Adult Entertainment Association of Canada
- Type: NGO
- Legal status: Coalition
- Purpose: To promote the interests of 53 strip clubs
- Location: Canada;
- Region served: Ontario
- Membership: Strip club owners and agents
- Official language: English
- Director: Tim Lambrinos
- Website: www.adultentertainmentassociation.ca

= Adult Entertainment Association of Canada =

The Adult Entertainment Association of Canada (AEAC; also called the Adult Association of Canada) is a coalition of strip club owners and their agents that represents 53 of the 140 strip clubs in Ontario, Canada. Tim Lambrinos is the organization's director.

== History ==
The Exotic Dancers' Alliance (EDA), a collective that was founded in 1995 to bring together both former and current strippers and their supporters, sought to establish minimum employment standards for strippers in Ontario by contending with the AEAC, but the EDA ceased to exist in 2004. Also in 2004, Ottawa instituted a law against lap dancing, and the AEAC unsuccessfully attempted to have the law overturned in 2007. Starting in 2004, the AEAC and the Department of Citizenship and Immigration Canada became embroiled in a long-standing controversy about work permits for foreign workers to be hired for the purpose of striptease.

In 2008, when Minister of Citizenship and Immigration Diane Finley allegedly received threats from sex industry officials in relation to her support of Bill C-17, which sought to allow immigration officers to deny temporary visas to prospective strippers if they were suspected to be sex trafficking victims, Lambrinos said that "it's not plausible" that any of the AEAC strip clubs were responsible for the threats. In 2009, the AEAC invited Toronto City Council members to attend a free lunch at a strip club in the city, and three councillors accepted the invitation.
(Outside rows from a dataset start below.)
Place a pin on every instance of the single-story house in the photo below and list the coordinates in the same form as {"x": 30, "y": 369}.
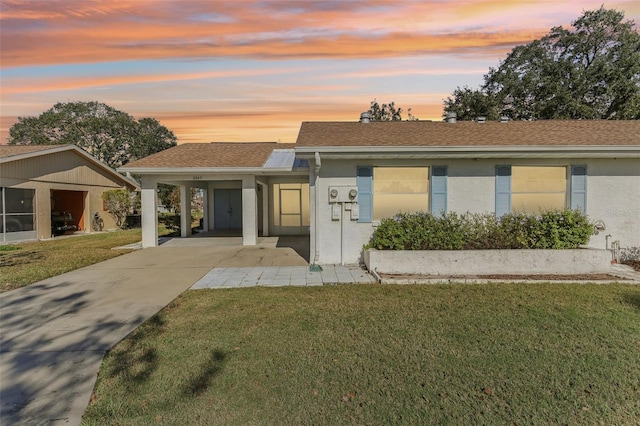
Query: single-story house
{"x": 341, "y": 178}
{"x": 41, "y": 182}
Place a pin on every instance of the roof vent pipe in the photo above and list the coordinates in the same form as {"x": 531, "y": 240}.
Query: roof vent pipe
{"x": 451, "y": 117}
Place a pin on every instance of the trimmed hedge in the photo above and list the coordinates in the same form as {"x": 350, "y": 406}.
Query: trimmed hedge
{"x": 553, "y": 229}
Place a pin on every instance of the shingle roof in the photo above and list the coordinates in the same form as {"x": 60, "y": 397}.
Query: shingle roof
{"x": 216, "y": 154}
{"x": 467, "y": 133}
{"x": 13, "y": 150}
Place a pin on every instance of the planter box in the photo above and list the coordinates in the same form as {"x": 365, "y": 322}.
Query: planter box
{"x": 488, "y": 262}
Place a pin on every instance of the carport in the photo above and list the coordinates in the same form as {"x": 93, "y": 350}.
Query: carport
{"x": 249, "y": 189}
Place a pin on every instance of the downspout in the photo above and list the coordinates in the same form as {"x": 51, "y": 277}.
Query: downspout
{"x": 315, "y": 215}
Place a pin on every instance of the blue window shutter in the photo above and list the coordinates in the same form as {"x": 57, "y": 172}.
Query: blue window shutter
{"x": 579, "y": 188}
{"x": 503, "y": 190}
{"x": 364, "y": 181}
{"x": 438, "y": 190}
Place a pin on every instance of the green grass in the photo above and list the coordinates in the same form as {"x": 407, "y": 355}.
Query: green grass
{"x": 38, "y": 260}
{"x": 449, "y": 354}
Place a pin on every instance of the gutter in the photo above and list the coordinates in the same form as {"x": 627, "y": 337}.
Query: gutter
{"x": 493, "y": 151}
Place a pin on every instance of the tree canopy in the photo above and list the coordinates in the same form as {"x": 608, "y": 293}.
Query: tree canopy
{"x": 111, "y": 136}
{"x": 590, "y": 71}
{"x": 384, "y": 112}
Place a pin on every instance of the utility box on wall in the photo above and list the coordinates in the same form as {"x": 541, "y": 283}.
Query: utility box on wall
{"x": 343, "y": 194}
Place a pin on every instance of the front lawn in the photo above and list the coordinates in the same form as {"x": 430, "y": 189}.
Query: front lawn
{"x": 26, "y": 263}
{"x": 372, "y": 354}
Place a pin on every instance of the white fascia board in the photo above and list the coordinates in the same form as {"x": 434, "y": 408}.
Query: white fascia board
{"x": 627, "y": 151}
{"x": 191, "y": 171}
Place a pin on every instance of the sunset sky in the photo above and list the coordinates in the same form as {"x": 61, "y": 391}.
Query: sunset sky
{"x": 248, "y": 70}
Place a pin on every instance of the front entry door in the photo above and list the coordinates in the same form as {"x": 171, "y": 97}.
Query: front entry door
{"x": 227, "y": 209}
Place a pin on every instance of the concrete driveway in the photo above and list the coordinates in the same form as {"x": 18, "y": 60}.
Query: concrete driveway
{"x": 55, "y": 333}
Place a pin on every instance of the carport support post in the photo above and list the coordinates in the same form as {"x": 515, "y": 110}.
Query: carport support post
{"x": 249, "y": 211}
{"x": 148, "y": 197}
{"x": 185, "y": 211}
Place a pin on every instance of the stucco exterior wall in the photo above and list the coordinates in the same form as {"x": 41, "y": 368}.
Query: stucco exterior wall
{"x": 612, "y": 196}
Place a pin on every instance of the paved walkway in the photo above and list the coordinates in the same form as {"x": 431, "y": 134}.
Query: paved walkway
{"x": 279, "y": 276}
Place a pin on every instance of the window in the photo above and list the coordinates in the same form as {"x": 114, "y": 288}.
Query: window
{"x": 538, "y": 188}
{"x": 291, "y": 204}
{"x": 531, "y": 189}
{"x": 399, "y": 189}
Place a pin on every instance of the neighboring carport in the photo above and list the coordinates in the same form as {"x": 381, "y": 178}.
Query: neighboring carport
{"x": 41, "y": 183}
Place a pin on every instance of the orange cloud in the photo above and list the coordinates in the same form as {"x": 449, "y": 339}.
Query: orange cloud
{"x": 82, "y": 32}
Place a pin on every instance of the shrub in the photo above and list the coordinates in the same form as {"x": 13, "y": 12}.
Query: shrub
{"x": 553, "y": 229}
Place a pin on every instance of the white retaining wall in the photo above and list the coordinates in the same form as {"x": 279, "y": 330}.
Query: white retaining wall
{"x": 488, "y": 262}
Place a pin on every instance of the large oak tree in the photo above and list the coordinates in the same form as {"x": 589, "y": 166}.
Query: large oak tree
{"x": 111, "y": 136}
{"x": 589, "y": 71}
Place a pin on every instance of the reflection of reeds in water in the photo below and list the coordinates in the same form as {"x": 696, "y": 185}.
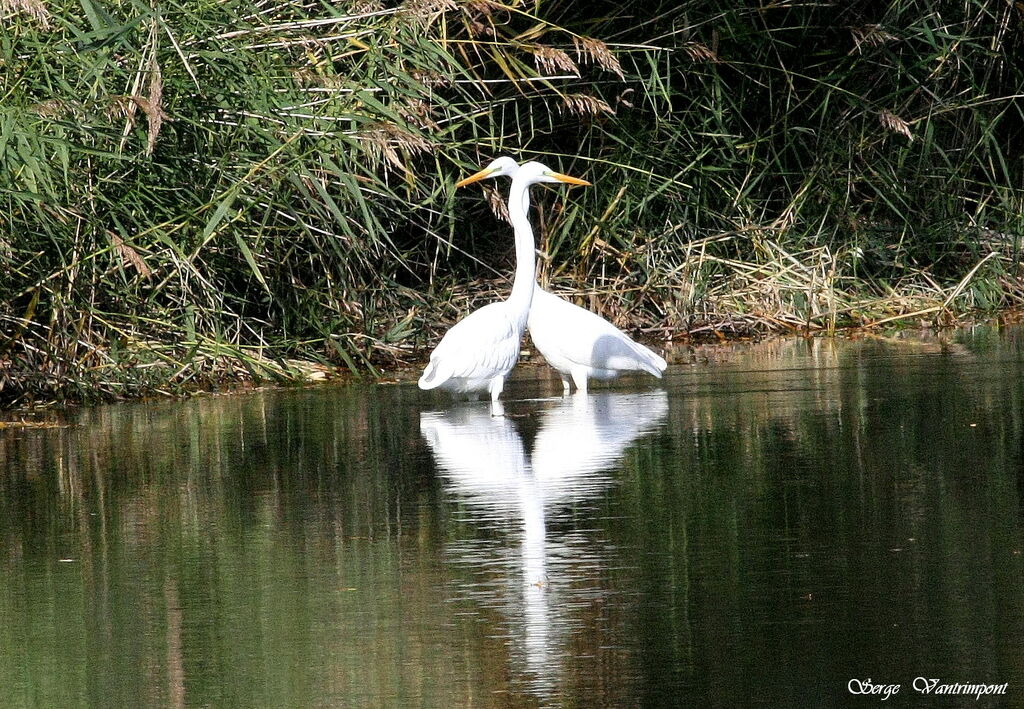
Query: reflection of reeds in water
{"x": 803, "y": 498}
{"x": 547, "y": 592}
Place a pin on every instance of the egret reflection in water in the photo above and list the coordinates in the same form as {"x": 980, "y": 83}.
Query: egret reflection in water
{"x": 482, "y": 460}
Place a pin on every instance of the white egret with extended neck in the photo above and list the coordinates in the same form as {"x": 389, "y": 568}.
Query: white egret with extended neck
{"x": 479, "y": 350}
{"x": 578, "y": 343}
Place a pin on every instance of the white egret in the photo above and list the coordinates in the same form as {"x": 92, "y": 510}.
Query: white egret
{"x": 574, "y": 341}
{"x": 478, "y": 352}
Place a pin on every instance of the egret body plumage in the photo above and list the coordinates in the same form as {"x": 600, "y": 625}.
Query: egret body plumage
{"x": 578, "y": 343}
{"x": 479, "y": 350}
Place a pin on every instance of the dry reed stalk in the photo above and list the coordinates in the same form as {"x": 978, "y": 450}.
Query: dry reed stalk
{"x": 895, "y": 123}
{"x": 597, "y": 51}
{"x": 551, "y": 61}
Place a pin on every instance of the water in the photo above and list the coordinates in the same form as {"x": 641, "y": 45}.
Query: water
{"x": 767, "y": 525}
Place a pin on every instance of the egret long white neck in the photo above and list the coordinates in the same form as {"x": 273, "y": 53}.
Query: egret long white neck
{"x": 522, "y": 285}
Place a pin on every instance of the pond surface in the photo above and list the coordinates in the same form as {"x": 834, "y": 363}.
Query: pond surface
{"x": 760, "y": 528}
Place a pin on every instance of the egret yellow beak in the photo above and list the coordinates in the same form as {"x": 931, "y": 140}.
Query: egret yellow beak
{"x": 475, "y": 177}
{"x": 567, "y": 179}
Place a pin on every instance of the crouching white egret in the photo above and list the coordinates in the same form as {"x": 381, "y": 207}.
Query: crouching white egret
{"x": 479, "y": 350}
{"x": 574, "y": 341}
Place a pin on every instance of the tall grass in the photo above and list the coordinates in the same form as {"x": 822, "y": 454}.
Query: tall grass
{"x": 192, "y": 191}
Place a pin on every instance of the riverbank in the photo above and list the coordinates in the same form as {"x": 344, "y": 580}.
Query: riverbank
{"x": 183, "y": 207}
{"x": 150, "y": 369}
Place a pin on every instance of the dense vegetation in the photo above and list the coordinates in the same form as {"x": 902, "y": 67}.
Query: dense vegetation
{"x": 197, "y": 190}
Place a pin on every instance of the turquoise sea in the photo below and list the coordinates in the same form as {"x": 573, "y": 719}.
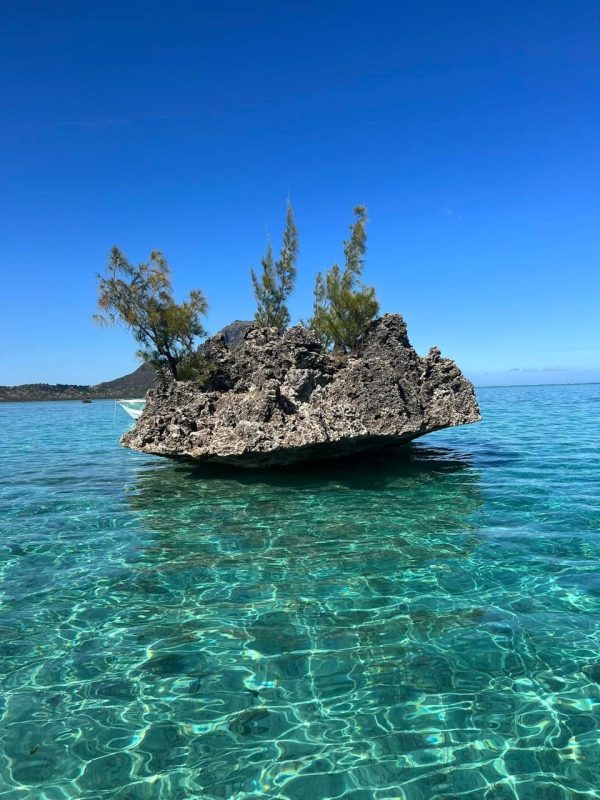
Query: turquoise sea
{"x": 423, "y": 626}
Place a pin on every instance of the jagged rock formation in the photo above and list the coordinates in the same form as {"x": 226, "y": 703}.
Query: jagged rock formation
{"x": 280, "y": 399}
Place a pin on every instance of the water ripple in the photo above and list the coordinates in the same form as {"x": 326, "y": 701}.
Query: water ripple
{"x": 424, "y": 626}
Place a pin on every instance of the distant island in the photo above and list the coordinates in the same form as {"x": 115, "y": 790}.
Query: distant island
{"x": 135, "y": 384}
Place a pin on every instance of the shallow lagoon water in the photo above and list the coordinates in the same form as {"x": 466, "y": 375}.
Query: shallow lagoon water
{"x": 423, "y": 626}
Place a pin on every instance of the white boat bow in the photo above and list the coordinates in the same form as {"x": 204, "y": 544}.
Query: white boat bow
{"x": 132, "y": 407}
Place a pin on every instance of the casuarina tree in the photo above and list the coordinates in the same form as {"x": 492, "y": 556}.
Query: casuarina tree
{"x": 276, "y": 280}
{"x": 343, "y": 305}
{"x": 141, "y": 298}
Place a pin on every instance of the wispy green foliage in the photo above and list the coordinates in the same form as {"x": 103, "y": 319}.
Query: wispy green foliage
{"x": 141, "y": 298}
{"x": 343, "y": 305}
{"x": 276, "y": 281}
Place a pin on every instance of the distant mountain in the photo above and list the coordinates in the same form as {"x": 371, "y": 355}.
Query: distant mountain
{"x": 135, "y": 384}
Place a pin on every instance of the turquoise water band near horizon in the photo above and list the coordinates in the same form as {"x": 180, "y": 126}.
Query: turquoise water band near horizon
{"x": 422, "y": 627}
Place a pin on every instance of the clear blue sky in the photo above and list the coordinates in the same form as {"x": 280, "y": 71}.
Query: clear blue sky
{"x": 469, "y": 129}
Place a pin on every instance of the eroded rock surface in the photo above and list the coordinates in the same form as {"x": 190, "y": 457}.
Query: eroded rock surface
{"x": 280, "y": 399}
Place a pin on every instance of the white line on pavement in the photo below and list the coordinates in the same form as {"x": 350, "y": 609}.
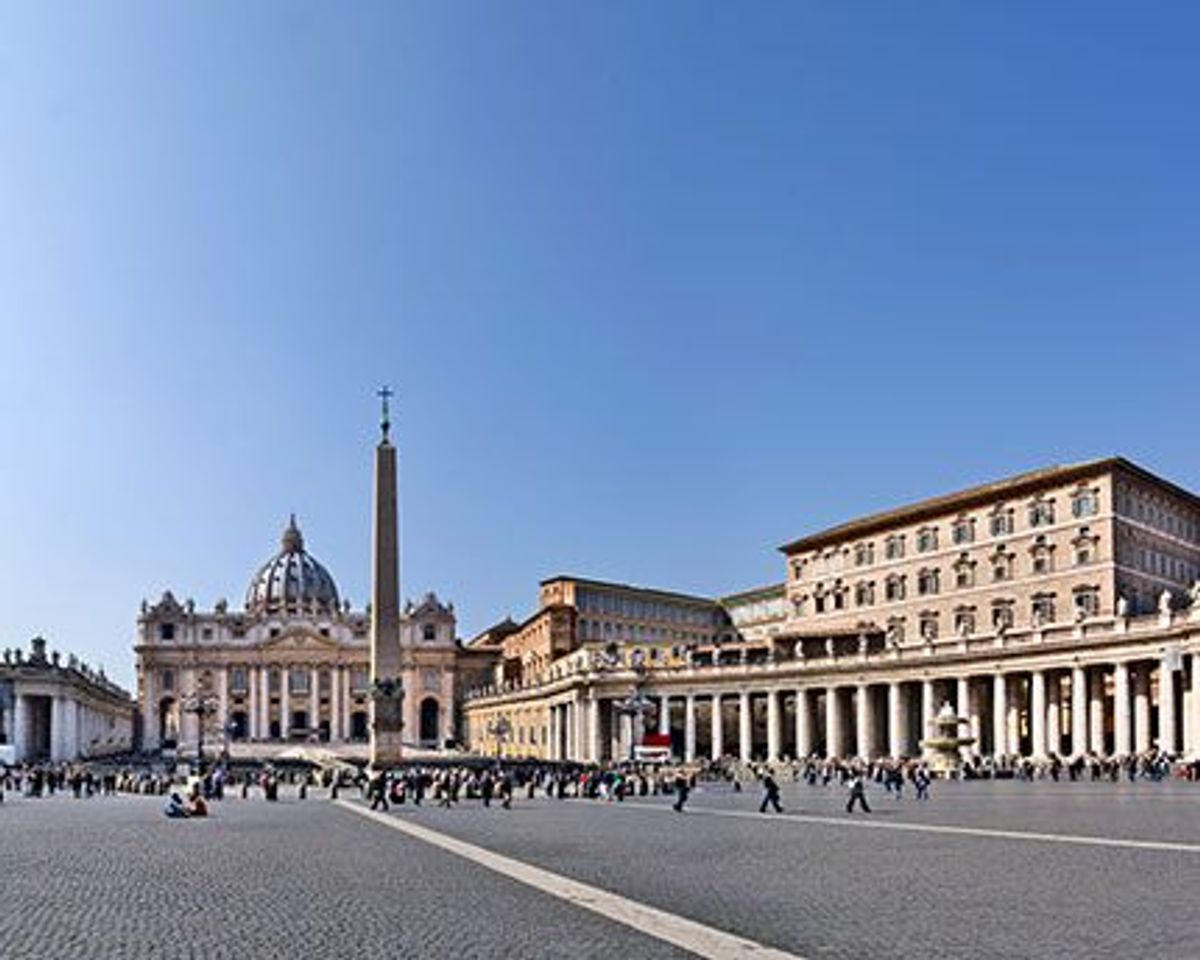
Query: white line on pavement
{"x": 877, "y": 825}
{"x": 700, "y": 940}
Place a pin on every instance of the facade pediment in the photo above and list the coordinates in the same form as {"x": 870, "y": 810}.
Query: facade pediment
{"x": 299, "y": 639}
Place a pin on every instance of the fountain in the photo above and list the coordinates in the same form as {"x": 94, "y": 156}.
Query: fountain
{"x": 943, "y": 750}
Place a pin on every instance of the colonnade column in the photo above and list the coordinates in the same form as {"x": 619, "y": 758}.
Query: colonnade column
{"x": 864, "y": 725}
{"x": 1141, "y": 709}
{"x": 803, "y": 725}
{"x": 1038, "y": 713}
{"x": 897, "y": 738}
{"x": 1121, "y": 709}
{"x": 689, "y": 729}
{"x": 718, "y": 731}
{"x": 1054, "y": 714}
{"x": 1000, "y": 714}
{"x": 744, "y": 729}
{"x": 1078, "y": 711}
{"x": 773, "y": 731}
{"x": 1167, "y": 707}
{"x": 834, "y": 738}
{"x": 1096, "y": 711}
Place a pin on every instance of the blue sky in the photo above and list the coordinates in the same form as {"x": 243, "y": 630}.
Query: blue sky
{"x": 660, "y": 286}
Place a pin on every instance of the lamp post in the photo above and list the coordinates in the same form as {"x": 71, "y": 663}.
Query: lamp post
{"x": 636, "y": 703}
{"x": 501, "y": 730}
{"x": 203, "y": 705}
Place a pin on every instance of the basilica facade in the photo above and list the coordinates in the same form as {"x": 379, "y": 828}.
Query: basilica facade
{"x": 292, "y": 666}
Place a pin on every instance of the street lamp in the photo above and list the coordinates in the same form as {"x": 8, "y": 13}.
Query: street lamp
{"x": 203, "y": 705}
{"x": 499, "y": 730}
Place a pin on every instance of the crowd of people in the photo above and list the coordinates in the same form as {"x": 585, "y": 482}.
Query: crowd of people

The AEAC released a statement in 2010 that the government's crackdown on sex industry worker visas had resulted in a stripper shortage, and Minister of Public Safety Vic Toews responded by saying that the strip clubs that were short on strippers because of the crackdown were engaging in human trafficking. Toews then ordered the Royal Canadian Mounted Police to investigate the relevant strip clubs in order to determine whether or not the strippers working there were illegal immigrants or sex trafficking victims, and the AEAC launched a campaign to deny these allegations.